Lina Flor, born Carolina Flores-Trinidad, is best remembered for her writing. She became a household name during the age of radio for the drama known as Gulong ng Palad. But Lina Flor was so much more than that, she was a society columnist, bilingual fictionist, scriptwriter, biographer and lyricist.
But the life of Lina Flor did not end at this; she also was a well-known cartoonist, actress, singer and journalism teacher.
Her life in society began at an early age, as a teen she was signed up to be a radio performer/host in a small station KZIB. Eventually she transformed the station into the one of the biggest in the Philippines – KZRM. The station was Flor’s first initiation into a company that was dominated by American executives and American talents.
In the middle of her success at KZIB, Flor embarked on a new path when she was asked to edit a program column for the “Graphic.” She later became a regular for the company once the publicity girl for Radio Manila resigned.
During her time at KZIB throughout the late 1920s and early 1930s Flor began to write short stories in English.

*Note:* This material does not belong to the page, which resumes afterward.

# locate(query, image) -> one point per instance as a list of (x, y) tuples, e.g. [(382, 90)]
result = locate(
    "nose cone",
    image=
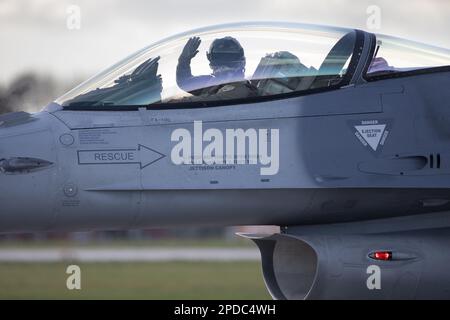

In 1934 she published her first short story entitled “Big Sister.” Flor later published “Family Album” and “Grandmother Muses” and her work landed her in the Jose Garcia Villa’s annual Honor Roll.
During the Japanese occupation and eventual onslaught of World War II, Flor changed her writings into Tagalog to strengthen her deep sense of nationalism.
Lina went on to publish several short stories in Tagalog and eventually began to write novels for various companies and also for her weekly columns in newspapers and movie columns.
During this time Lina also started to write radio soap operas and in 1949 her first one aired on DZRH entitled Gulon ng Palad, inevitably changing the entire face of radio programming in the Philippines. Today Gulong ng Palad is still considered the most popular daytime series in radio history.
Flor didn’t stop at this; she went on to handle multi-media careers as a featured writer an autobiographical essayist, a film juror, a social historian and even a cultural critic.
In her golden years, Flor became sick and frail but her mindset pushed herself into honing her craft and in 1972 Sparklers for the Day was published. The hot little paper contained the day-to-day listings of events, birthdays, weddings and anniversaries of prominent Filipinos.
Later in 1973 she embarked on writing poetry and she released Dilettante – a collection of versus and four cartoons. Though Flor considered the works a product of dabbling here and there, critics considered Dilettante her masterpiece.
Lina Flor passed away on February 11, 1976, leaving behind a legacy to the people of the Philippines. Her life is often written today with annotations that include “generous, thoughtfulness, graciousness, truly living a life for others.”